さらに、研究者はバリデーターが脆弱性が本物であることを証明するために必要な証拠を非常に具体的に指定できます。これが重要だったとDolan-Gavitt氏は述べています。なぜなら、初期段階ではシステムにバグがあり、誤検知が発生していたからです。主な理由は、AIモデルが欠陥を見つけてユーザーの要求を満たしたいと強く思っているためです。

実際に試してみる

Dolan-Gavitt氏とXBOW開発チームが完成品のテスト準備を整えたとき、Docker Hubをスキャンし、テストに適した約6万のWebアプリケーションを発見しました。そのうち1万7千のアプリケーションを合成し、自動化ペンテスターを各アプリケーションに100回ずつ適用し、いくつかの特定の脆弱性クラスをターゲットにしました。

このモデルはDocker Hubイメージから174件の脆弱性を報告し、そのうち22件はCVEとして確認されました。また、XBOWが現在も調査中の潜在的な欠陥が650件以上見つかりました。

Dolan-Gavitt氏は、AI搭載ペンテスターが万能薬ではないと注意を促しています。XBOWでも、ビジネスロジックの欠陥のように自動検証が難しい脆弱性については、いくつか誤検知が発生しています。しかし、このモデルは今年HackerOneで強力な実績を築いており、XBOWのプロフィールによれば、合計285件の脆弱性が報告されています。
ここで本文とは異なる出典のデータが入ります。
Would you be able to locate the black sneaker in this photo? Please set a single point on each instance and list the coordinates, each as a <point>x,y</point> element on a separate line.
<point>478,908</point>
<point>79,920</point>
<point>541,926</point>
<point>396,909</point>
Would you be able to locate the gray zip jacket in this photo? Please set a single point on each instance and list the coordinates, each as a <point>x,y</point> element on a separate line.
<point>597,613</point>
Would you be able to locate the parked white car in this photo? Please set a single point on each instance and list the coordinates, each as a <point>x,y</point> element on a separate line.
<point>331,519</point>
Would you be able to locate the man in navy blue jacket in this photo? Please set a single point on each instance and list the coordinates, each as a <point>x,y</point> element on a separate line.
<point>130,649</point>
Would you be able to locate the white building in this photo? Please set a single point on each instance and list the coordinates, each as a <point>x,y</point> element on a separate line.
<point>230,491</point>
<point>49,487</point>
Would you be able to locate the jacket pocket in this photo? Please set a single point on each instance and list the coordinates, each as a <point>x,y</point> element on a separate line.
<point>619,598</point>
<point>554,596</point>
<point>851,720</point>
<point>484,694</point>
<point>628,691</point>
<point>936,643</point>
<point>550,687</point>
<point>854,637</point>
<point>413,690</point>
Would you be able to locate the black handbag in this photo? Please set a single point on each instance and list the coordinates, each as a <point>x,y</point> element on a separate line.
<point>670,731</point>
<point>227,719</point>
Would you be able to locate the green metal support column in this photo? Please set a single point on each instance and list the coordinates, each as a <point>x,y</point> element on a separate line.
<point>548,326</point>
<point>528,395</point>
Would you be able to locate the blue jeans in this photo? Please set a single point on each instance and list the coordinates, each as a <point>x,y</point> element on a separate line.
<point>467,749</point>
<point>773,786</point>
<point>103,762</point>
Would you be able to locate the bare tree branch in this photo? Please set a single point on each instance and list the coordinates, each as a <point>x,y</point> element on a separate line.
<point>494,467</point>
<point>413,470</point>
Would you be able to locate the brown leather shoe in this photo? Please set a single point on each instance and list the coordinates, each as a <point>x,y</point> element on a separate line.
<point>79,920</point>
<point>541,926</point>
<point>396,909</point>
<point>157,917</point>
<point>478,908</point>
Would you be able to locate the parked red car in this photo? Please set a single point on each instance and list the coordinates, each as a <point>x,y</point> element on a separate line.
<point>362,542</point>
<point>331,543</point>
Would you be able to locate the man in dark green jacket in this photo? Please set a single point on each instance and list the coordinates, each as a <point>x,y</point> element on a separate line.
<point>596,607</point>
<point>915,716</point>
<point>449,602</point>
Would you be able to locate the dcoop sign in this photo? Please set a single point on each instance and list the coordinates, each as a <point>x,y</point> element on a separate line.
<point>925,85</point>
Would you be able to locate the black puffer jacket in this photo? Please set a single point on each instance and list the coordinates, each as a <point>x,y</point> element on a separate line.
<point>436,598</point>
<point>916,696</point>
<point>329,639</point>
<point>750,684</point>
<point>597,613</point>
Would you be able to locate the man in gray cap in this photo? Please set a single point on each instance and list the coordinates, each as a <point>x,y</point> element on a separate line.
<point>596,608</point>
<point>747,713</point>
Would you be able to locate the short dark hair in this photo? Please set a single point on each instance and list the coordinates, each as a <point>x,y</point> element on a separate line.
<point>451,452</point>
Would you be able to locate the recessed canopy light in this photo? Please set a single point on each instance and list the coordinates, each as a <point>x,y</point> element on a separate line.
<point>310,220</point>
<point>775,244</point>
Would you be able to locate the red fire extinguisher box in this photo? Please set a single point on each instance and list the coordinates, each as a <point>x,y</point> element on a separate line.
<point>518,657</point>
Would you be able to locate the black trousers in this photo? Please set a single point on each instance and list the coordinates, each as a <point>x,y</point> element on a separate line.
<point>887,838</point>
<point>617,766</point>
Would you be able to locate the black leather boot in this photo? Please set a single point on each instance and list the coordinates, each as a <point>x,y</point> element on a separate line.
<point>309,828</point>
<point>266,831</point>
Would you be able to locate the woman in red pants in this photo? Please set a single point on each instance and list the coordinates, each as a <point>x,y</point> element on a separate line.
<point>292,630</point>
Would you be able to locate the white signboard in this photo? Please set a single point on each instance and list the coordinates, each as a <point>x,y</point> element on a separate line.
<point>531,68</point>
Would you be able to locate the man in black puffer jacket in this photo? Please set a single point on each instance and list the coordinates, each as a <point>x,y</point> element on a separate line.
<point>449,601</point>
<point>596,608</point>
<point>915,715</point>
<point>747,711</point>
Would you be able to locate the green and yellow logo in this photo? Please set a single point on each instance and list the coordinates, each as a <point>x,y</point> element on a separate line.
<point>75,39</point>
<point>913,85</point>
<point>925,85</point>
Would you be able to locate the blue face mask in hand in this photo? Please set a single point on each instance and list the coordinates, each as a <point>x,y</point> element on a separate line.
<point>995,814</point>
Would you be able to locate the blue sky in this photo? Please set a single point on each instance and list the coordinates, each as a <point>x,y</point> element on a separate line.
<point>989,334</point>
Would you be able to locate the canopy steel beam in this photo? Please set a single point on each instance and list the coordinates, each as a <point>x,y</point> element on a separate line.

「言語モデルが脆弱性があると言っても信用しない方がいい理由をたくさん示せたと思います」とDolan-Gavitt氏はセッションで述べました。「でも、まだ希望はあります。なぜなら、決定論的に検証できることがたくさんあり、その検証を行うことで、このプロセスを本当にスケールさせて、たくさんのクールな脆弱性を見つけることができるからです。」